Because there are no specific rules governing the U.S. federal income tax consequence of loaning a partnership interest, a unitholder whose common units are the subject of a securities loan may be considered to have disposed of the loaned units. In that case, the unitholder may no longer be treated for tax purposes as a partner with respect to those common units during the period of the loan and the unitholder may recognize gain or loss from such disposition. Moreover, during the period of the loan, any of our income, gain, loss or deduction with respect to those common units may not be reportable by the unitholder and any cash distributions received by the unitholder as to those common units could be fully taxable as ordinary income. Unitholders desiring to assure their status as partners and avoid the risk of gain recognition from a securities loan are urged to consult a tax advisor to determine whether it is advisable to modify any applicable brokerage account agreements to prohibit their brokers from lending their common units.

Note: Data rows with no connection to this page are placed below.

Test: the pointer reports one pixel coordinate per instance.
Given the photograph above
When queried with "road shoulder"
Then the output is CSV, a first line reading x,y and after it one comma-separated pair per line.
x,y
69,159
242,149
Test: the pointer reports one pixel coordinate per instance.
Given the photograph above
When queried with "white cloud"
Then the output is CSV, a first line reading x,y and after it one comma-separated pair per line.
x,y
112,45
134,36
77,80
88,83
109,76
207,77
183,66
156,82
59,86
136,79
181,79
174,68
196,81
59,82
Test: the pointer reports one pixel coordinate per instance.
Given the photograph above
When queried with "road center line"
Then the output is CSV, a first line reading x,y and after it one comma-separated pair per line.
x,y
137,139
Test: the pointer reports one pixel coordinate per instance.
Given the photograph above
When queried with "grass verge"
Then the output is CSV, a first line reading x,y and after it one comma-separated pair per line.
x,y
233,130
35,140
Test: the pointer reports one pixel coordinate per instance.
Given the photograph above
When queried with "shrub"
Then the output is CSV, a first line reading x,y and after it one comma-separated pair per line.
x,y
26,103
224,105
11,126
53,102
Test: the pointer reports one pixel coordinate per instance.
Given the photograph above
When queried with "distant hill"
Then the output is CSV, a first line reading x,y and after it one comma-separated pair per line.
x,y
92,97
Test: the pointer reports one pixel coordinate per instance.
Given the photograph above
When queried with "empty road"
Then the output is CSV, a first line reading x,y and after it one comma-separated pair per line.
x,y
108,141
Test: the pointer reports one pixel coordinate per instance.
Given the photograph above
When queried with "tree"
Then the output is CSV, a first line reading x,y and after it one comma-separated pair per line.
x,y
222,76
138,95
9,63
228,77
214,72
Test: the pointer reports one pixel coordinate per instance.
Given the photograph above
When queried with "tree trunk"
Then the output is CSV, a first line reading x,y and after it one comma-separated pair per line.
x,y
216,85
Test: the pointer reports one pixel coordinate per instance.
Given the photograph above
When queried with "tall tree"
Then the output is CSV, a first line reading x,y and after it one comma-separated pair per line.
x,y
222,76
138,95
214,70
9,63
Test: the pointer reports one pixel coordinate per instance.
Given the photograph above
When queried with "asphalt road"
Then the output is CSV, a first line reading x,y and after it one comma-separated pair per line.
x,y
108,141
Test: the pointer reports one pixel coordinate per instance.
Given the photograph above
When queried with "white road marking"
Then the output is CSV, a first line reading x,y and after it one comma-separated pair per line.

We have adopted certain valuation methodologies in determining a unitholder’s allocations of income, gain, loss and deduction. The IRS may challenge these methods or the resulting allocations and such a challenge could adversely affect the value of our common units.
In determining the items of income, gain, loss and deduction allocable to our unitholders, we must routinely determine the fair market value of our respective assets. Although we may from time to time consult with professional appraisers regarding valuation matters, we make many of the relative fair market value estimates ourselves. The IRS may challenge these valuation methods and the resulting allocations of income, gain, loss and deduction. A successful IRS challenge to these methods or allocations could adversely affect the amount, character and timing of taxable income or loss being allocated to our unitholders. It also could affect the amount of gain from our unitholders’ sale of common units and could have a negative impact on the value of the common units or result in audit adjustments to our unitholders’ tax returns without the benefit of additional deductions.